The meeting will set a development plan for North Korea for the next five years.

Kim said that “checking the reliability and rapid response of the components of [North Korea’s] nuclear deterrent on a regular basis … [is] just a responsible exercise”, as the country “is facing various security threats”. He also affirmed that Pyongyang would keep devoting “all their efforts to the unlimited and sustained development of the state nuclear combat force”, KCNA reported.

KCNA did not specify the area in which the missiles were launched.

South Korea’s state news agency Yonhap reported on Monday that South Korea’s military detected the launch of multiple missiles from the Sunan area near Pyongyang on Sunday morning.

It warned that North Korea may conduct additional missile tests at the end of the year.

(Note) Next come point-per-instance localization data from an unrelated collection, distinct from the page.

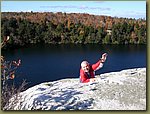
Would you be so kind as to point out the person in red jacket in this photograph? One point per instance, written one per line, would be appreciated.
(87, 71)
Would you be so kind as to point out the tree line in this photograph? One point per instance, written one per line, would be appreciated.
(32, 27)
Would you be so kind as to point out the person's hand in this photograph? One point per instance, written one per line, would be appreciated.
(104, 56)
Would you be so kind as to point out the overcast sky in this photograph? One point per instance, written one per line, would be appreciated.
(127, 9)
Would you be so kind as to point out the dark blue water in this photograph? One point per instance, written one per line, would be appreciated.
(43, 63)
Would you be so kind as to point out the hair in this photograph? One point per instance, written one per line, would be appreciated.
(84, 62)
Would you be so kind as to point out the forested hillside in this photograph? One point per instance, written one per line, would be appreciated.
(47, 27)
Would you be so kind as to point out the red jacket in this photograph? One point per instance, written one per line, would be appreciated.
(84, 77)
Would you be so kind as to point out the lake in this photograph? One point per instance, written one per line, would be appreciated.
(44, 63)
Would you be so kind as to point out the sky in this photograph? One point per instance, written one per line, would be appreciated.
(125, 9)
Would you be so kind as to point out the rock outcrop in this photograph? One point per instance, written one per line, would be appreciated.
(124, 90)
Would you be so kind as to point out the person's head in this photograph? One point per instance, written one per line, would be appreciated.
(85, 66)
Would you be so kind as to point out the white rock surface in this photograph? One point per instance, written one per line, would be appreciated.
(124, 90)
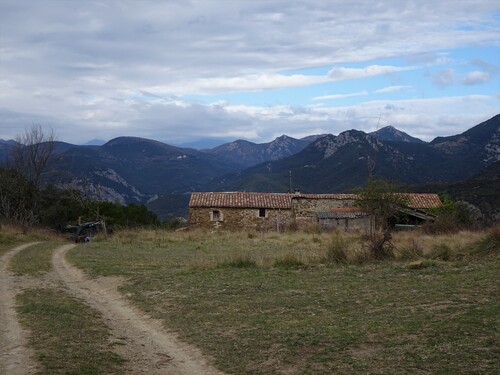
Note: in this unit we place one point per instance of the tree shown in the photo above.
(382, 200)
(32, 152)
(16, 198)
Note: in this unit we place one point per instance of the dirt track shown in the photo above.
(15, 357)
(142, 341)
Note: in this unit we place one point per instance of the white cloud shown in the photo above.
(392, 89)
(444, 78)
(340, 96)
(126, 67)
(476, 78)
(341, 73)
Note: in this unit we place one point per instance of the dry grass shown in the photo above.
(273, 303)
(12, 235)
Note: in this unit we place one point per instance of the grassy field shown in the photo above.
(11, 236)
(68, 337)
(275, 303)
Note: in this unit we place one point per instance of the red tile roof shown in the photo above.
(423, 200)
(326, 196)
(280, 200)
(241, 200)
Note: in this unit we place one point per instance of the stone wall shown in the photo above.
(231, 219)
(348, 224)
(305, 209)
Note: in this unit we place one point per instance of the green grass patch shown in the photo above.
(379, 318)
(68, 337)
(34, 260)
(240, 262)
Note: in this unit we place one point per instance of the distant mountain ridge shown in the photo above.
(244, 154)
(339, 163)
(138, 170)
(390, 133)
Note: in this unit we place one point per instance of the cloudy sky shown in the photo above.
(181, 70)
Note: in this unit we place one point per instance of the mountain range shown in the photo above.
(137, 170)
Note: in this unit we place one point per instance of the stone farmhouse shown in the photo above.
(274, 211)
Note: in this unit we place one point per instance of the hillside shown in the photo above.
(138, 170)
(243, 154)
(340, 163)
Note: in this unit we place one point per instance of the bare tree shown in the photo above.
(32, 152)
(380, 199)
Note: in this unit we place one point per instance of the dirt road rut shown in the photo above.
(15, 357)
(147, 346)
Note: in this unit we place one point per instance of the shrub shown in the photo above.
(441, 252)
(288, 262)
(413, 251)
(490, 244)
(453, 217)
(241, 262)
(337, 249)
(378, 245)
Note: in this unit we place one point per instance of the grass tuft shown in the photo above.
(337, 249)
(68, 337)
(288, 262)
(34, 260)
(241, 262)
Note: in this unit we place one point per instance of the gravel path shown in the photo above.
(147, 346)
(141, 340)
(15, 357)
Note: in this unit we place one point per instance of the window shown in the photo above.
(215, 215)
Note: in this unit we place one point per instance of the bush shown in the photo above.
(241, 262)
(337, 249)
(378, 245)
(453, 217)
(413, 251)
(288, 262)
(490, 244)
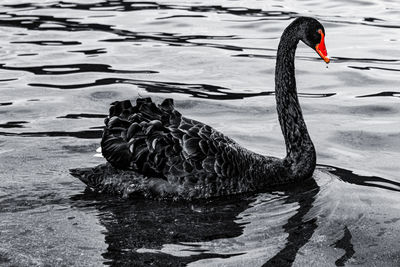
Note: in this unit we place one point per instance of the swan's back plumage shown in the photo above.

Separately, the KCNA reported on Thursday that Kim also inspected an 8,700-tonne “nuclear-powered strategic guided missile submarine” under construction and warned that South Korea’s plan to build nuclear-powered submarines will be a threat to North Korea’s security that “must be countered”.

It was the first time North Korean state media had released images of the submarine since March, when they mostly showed the lower sections of the vessel.

During the Thursday event, Kim was accompanied by his daughter, a possible successor, and oversaw the test-firing of long-range surface-to-air missiles.

Kim has attended multiple openings of facilities, including factories and hotels, during the past month, as the country races to wrap up its current “five-year plan” of development before convening the ninth Congress of the ruling Workers’ Party of Korea in early 2026.

Last November, North Korea also staged a ballistic missile test, just more than a week after United States President Donald Trump, on a tour of the region, expressed interest in meeting with Kim. Pyongyang did not respond to the offer.

At that time, Trump had just approved South Korea’s plan to build a nuclear-powered submarine.

Since Kim’s 2019 summit with Trump collapsed over the scope of denuclearisation and sanctions relief, Pyongyang has repeatedly declared itself an “irreversible” nuclear state.

Kim has since been emboldened by Russia’s war on Ukraine, securing critical support from Moscow after sending thousands of troops to fight alongside Russian forces.